Walking the stage is bittersweet after 17-year journey

Three different types of cancer, homelessness and raising children, including four who aren’t her own, didn’t prevent Geneva Lawton from attaining a college degree.

It took 17 years, but more than two dozen friends and family will watch her cross the stage at Tidewater Community College’s 65th Commencement Exercises on Dec. 18 at the Ted Constant Convocation Center.

Lawton, 50, will graduate with an Associate of Science in General Studies. She plans to enroll at Norfolk State University to pursue a bachelor’s in social work.

“This is a dream! I had a rough upbringing and was told I wouldn’t amount to anything. I decided early on that I was going to get a degree and do something with my life,” Lawton said.

Lawton first enrolled at TCC in 2000, but was sidetracked by health issues and family demands.

Diagnosed with Stage IV breast cancer in her early 30s and now battling brain cancer, she said, “My body is basically a research study, as I’ve battled this disease for 17 years – everything from breast to bone cancer. I was told I could die anytime, and there was no hope, but I’m still here.”

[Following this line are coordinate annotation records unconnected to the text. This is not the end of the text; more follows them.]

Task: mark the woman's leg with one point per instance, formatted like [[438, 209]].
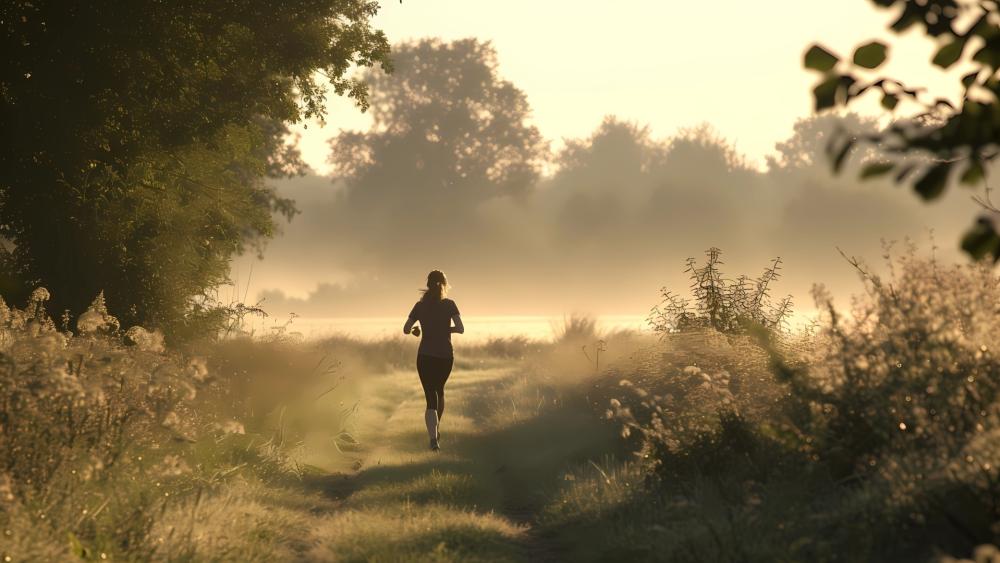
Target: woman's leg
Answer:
[[444, 370], [425, 368]]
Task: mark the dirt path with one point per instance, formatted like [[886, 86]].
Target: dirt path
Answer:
[[503, 452]]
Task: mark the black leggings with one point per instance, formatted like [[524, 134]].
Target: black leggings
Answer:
[[434, 373]]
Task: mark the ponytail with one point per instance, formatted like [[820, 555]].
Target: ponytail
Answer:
[[437, 287]]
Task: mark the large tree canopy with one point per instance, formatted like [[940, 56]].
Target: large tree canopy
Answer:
[[445, 125], [137, 137], [944, 142]]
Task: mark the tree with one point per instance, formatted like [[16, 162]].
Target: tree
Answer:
[[445, 127], [943, 142], [137, 137]]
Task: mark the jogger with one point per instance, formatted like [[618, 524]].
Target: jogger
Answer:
[[434, 374], [435, 356]]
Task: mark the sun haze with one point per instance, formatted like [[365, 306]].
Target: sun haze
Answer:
[[734, 64]]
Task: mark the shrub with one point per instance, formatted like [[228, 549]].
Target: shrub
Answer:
[[728, 306]]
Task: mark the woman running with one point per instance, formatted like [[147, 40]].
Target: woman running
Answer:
[[435, 313]]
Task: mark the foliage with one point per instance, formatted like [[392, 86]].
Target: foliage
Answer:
[[107, 439], [728, 306], [952, 142], [872, 437], [445, 126], [137, 138]]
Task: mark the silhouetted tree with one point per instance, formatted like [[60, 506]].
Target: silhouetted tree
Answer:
[[137, 136], [446, 128], [955, 142]]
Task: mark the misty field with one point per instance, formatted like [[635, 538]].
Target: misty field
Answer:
[[718, 437]]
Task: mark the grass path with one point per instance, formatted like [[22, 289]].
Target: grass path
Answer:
[[506, 442]]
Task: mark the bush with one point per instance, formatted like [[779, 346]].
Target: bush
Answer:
[[874, 437], [728, 306]]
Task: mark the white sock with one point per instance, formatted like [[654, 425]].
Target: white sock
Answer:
[[430, 417]]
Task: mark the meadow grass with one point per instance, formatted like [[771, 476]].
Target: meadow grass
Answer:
[[872, 437]]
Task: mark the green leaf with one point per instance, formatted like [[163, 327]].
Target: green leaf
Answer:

Lawton’s winding TCC journey included support from the Open Door Project, a federal program offering free academic, career and cultural counseling to low-income, first-time college students. “They were very encouraging and supportive because of my situation,” Lawton said. “They were in awe of what I was doing and that really helped.”
Geneva Lawton in her own words

The family struggled financially and faced homelessness. They applied and received a Habitat for Humanity house and went to work building homes for others in need. When Lawton’s cancer kept her inside, the group gave her a job in the office and eventually provided a helping hand to home ownership.

“We’ve been in our home 14 years, but it immediately became a sanctuary for my family,” Lawton said. “I’m so proud of all of my kids and grateful to have been there when they needed me.”

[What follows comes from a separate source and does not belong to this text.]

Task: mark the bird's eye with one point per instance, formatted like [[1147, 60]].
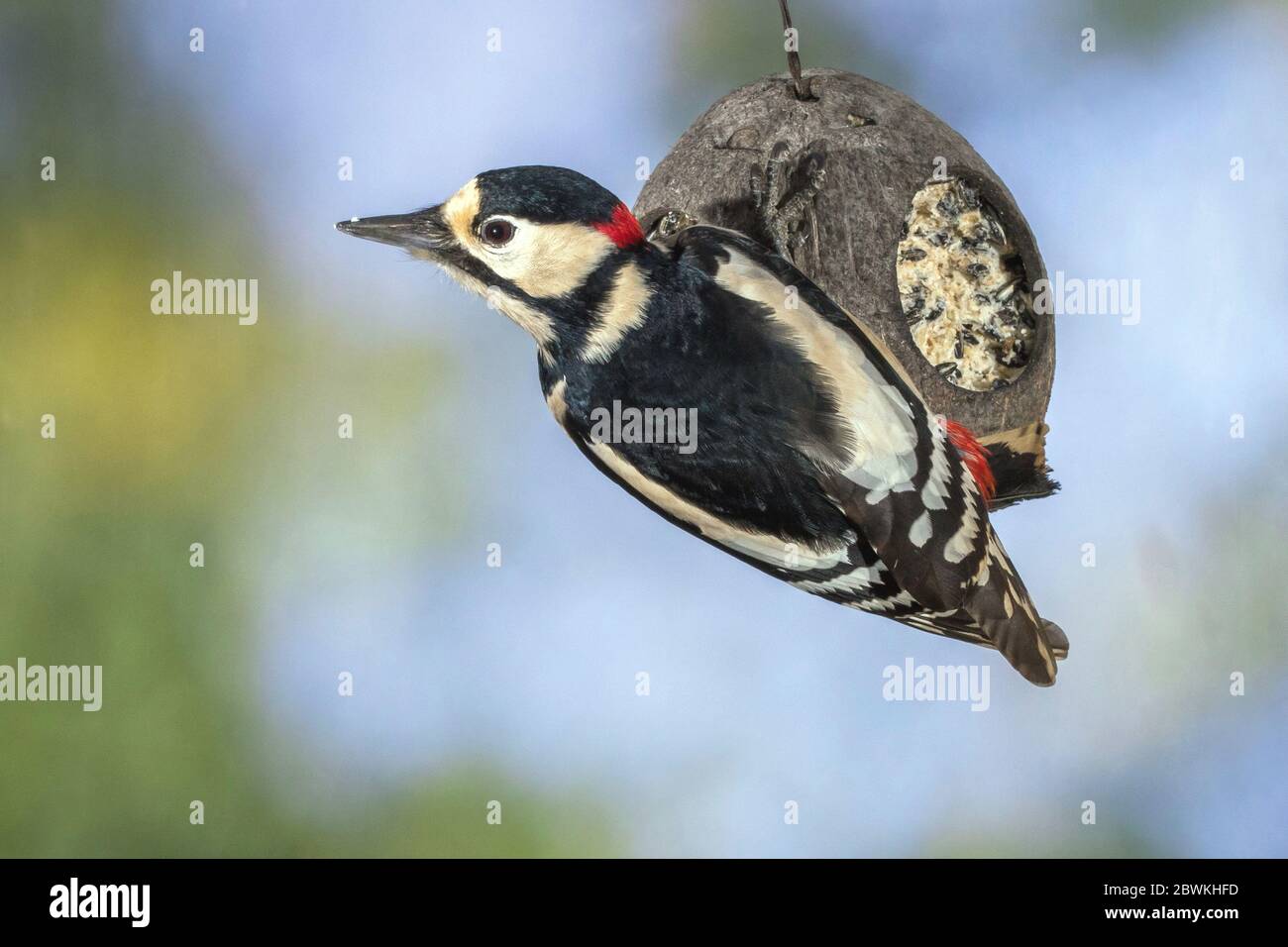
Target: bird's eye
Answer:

All six have attempted college and her own children, Carolyn and Maxie, and niece Shanice hold degrees.

Lawton has had a front-row seat for watching TCC grow over almost two decades. “I love the new buildings and the student centers, but one thing that never changes is that the people are committed to seeing students succeed. You can feel them backing you,” she said.

Lawton holds a 3.5 GPA and is a member of Phi Theta Kappa, the honor society for two-year colleges. She discovered her love of math at TCC and credits staffer Kendra Brown with helping her succeed in college algebra. She also recognizes professors Azam Tabrizi, Jeffrey Stewart and Jimmy Peterson with providing extra support.

“I tell all of my kids that no matter what you go through, don’t give up,” she said. “Reach for your goals and see what you can do!”